È questo pericolo che la Convenzione europea fronteggia quando, all’art.10, prevede che, fermi restando obblighi e responsabilità , non vi possono essere interferenze nella libertà  di espressione, «pietra angolare dell’ordine democratico» e «fondamento della democrazia», secondo la Corte costituzionale e si deve, perciò, procedere alla rimozione degli ostacoli che la limitino, al di là  dello stretto necessario.
In questi ultimi mesi, in Italia, giudici della Repubblica hanno disposto, nell’ordine e applicando la legge, la totale eliminazione dal mercato di un libro, pure riconosciuto espressione del diritto di critica, perché lesivo della leale concorrenza commerciale e la condanna dell’autore al pagamento di 300 mila euro di risarcimento; il totale oscuramento, in fase di indagini, di un intero sito web, siccome contenente una sola frase, ritenuta diffamatoria dagli interessati e dal pm; la condanna della Rai e di un giornalista a rifondere danni patrimoniali e non, ammontanti a ben 7 milioni di euro — 14 miliardi del vecchio conio! — di cui circa 5 milioni per danni non patrimoniali, per aver denigrato, con «parole» e «atteggiamenti» un’autovettura, falsamente indicandola come «tecnicamente perdente», in una gara di velocità  su pista.

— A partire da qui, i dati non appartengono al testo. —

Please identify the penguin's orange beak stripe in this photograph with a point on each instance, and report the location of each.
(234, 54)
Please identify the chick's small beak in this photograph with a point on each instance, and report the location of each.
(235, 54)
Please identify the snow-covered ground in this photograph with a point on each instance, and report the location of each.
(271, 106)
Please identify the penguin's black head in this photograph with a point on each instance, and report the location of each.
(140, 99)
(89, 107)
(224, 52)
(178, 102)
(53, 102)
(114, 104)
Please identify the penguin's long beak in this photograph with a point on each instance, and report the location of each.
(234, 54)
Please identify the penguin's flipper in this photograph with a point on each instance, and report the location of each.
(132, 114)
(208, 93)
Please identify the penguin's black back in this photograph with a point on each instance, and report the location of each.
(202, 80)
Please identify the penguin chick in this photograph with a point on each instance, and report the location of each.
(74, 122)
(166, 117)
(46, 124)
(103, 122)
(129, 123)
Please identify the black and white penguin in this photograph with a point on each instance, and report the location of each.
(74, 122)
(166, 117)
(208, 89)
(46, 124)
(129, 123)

È vero — e la mia esperienza professionale lo conferma — che la diffusione di notizie false e diffamatorie può distruggere la vittima, tanto più profondamente, quanto meno si tratti di personaggio noto, che può facilmente accedere ai mass media, per ripristinare subito la verità .
E chissà  quanti altri provvedimenti, mai assurti all’onore delle cronache, perché destinati a tutelare persone comuni, potrebbero essere citati, in modo altrettanto pertinente.

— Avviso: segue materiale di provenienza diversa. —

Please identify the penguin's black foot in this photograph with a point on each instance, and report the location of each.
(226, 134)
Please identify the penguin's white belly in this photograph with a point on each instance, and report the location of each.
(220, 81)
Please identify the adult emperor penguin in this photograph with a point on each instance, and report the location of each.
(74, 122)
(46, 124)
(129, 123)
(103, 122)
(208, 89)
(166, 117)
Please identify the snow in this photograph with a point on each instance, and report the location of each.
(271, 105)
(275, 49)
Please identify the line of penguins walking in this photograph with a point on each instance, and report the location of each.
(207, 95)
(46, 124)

Quelli che ho ricordato — e sarà  per questo che se ne è parlato — riguardano invece vittime illustri che, rapidamente e con discreta soddisfazione, hanno visto punire il reprobo che le ha offese.
E siccome il sistema è ben strutturato, l’esecuzione del primo provvedimento è stata sospesa, contro il secondo si potrà  ricorrere al Tribunale del riesame e nei confronti del terzo la Rai ha già  annunciato appello.
Ma sta davvero bene la libertà  di informazione in un Paese in cui possono, intanto e legittimamente, essere adottati quei provvedimenti o non ha piuttosto bisogno di una bella cura ricostituente?